Knowing the two components of textile manufacturing helps one to understand how textile weaving methods differ. Warp is the fabric vertically connected to the loom. This is attached to the textile machinery in two groups, each composed of several strands. Weft, meanwhile, is the fabric that fills the warp. It is the single thread that is moved back and forth rapidly across the loom.
Among the textile weaving methods, the plain weave is the simplest and easiest to make. The weft fills the fabric by alternately going over and under the warp. The result is a flat, sturdy material with a checkerboard pattern. Fabrics that are made using this method include: chiffon, georgette, shantung, and seersucker.
There are several variations to plain weaving. One of these is the basket weave. Instead of weaving single strands, the threads are woven two at a time. This produces a wider pattern that resembles the surface of traditional baskets. Ribbed weave is another variation that is made by using threads with dissimilar thickness.

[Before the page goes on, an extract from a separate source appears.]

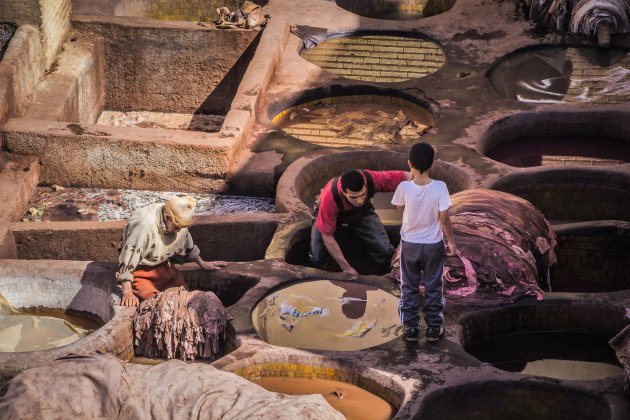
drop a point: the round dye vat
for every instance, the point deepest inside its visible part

Twill weave is a textile weaving method that is frequently used to generate diagonal patterns. This method typically uses different colored threads for a better effect. To do the twill weave, the weft passes over two or more warp threads at a time. This creates a staggered pattern when multiple layers are woven. The ubiquitous denim is made with this weaving method.
Satin weave, on the other hand, is a method wherein the weft passes at least four warp threads. This leads to a shiny and smooth fabric. The intrinsic quality of fine threads is revealed with a satin weave. As such, satin and silk, are commonly woven with this method.
The type of loom used in the textile production can influence the textile weaving as well. Intricate designs are usually done using a Jacquard weave. With this method, a machine called a Jacquard loom, imbeds a design on the fabric by individually entwining the warp threads. This process results in a raised pattern. Similarly, a dobby loom creates a continuous patterns called a dobby weave.
Pile weaves are a group of weaving methods that use another set of warp to form a fluffy surface. By using a second warp, a new layer is created that can then be modified to adjust the surface texture. The weaves derived from this method include the cut pile, uncut pile, and double knit. Corduroy and velvet are few of the fabrics made using pile weaves.